The realization was thus: That which is matters, simply, is that which I make matter.

It isn’t what is objectively meaningful, because I ampart of the equation, and by definition, what matters only matters if I make it so, or if it reconciles with what I think should matter. Now, that doesn’t provide a specific answer as to what matters, but it’s a step closer to the destination.

A few days ago, I stumbled upon a piece of the puzzle, a shard of the answer: the people I care about. They matter. Their happiness matters.

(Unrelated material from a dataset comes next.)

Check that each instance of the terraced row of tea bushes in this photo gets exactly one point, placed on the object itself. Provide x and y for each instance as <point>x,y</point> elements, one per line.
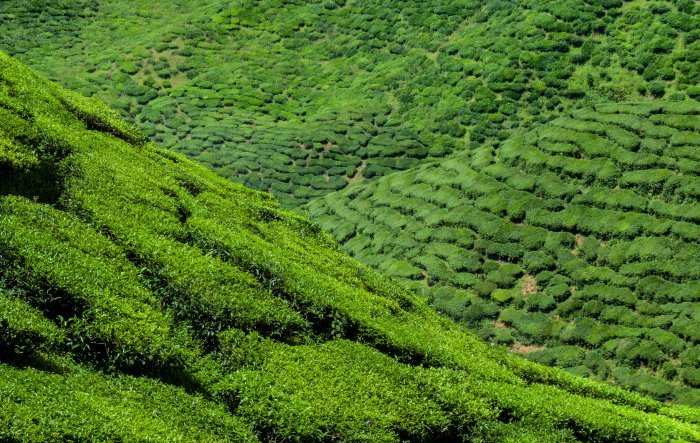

As a result of a number of events that I will refrain from mentioning, I realized that the people I care for are at least part of the answer I sought. Their happiness consistently translates to my happiness, and happiness is something I seek – you could say it matters to me.

There’s another interesting school of thought that I feel is worth a mention: nihilism. For a time, I was infatuated with it. Those who believe in nihilism (nihilists) hold that there is no morality, and that life is intrinsically meaningless. A word of love –or hatred– is but a wave in air, and a wave is but a distortion. A dead human is the same number of atoms as a living one, and so it doesn’t matter if, say, a person is saved from a burning house, or shot to death. I imagine that’s how those who step out of the confines of what we call sanity rationalize it. If nothing means anything, and if one believes so, then one becomes fearless, one becomes uninhibited, one becomes remorseless, one becomes absolute.

It’s a radical school of thought, and –at least for me– its radicalism makes it tempting to believe in. It’s certainly not a popular belief (at least, not among the people around me), and that is appealing – there is appeal to the new and dissimilar from the regular.  But I’ve come to rationalize it as being untrue:

As humans we only experience life though the senses, through our ability: perception. And the meaning we give to life is intrinsically ours, it’s an inherent part of being the human subject; then, if experiencing life, if the very act of living, predicates on a part of the human condition (perception), then how can other parts (attribution of meaning to life) be discounted as meaningless? If one takes into account one part of a thing, then I imagine one would equally have to consider all elements of said thing.

Conclusion: What matters to me, the long-sought treasure, is simply what I rationalize it to be.

It doesn’t escape me that, objectively and by virtue of an absolute truth and law that I’m unaware of, I might be completely wrong. I might look back at this years on, and laugh at my ignorance, but at the moment this seems the most logical set of conclusions. This, again, is no clear answer, but a means to finding one; guidelines to finding reason in being. Now I must resolve to not only find the rest of what matters to me (which I imagine many have to go through, too), but to also have the courage to uphold what I believe in.

I could be wrong, certainly. But I’ve found what I think matters to me.

That’s enough for now.

No idea is out of bounds, no thought is forbidden. You are what you are, and the only sin is cowardice.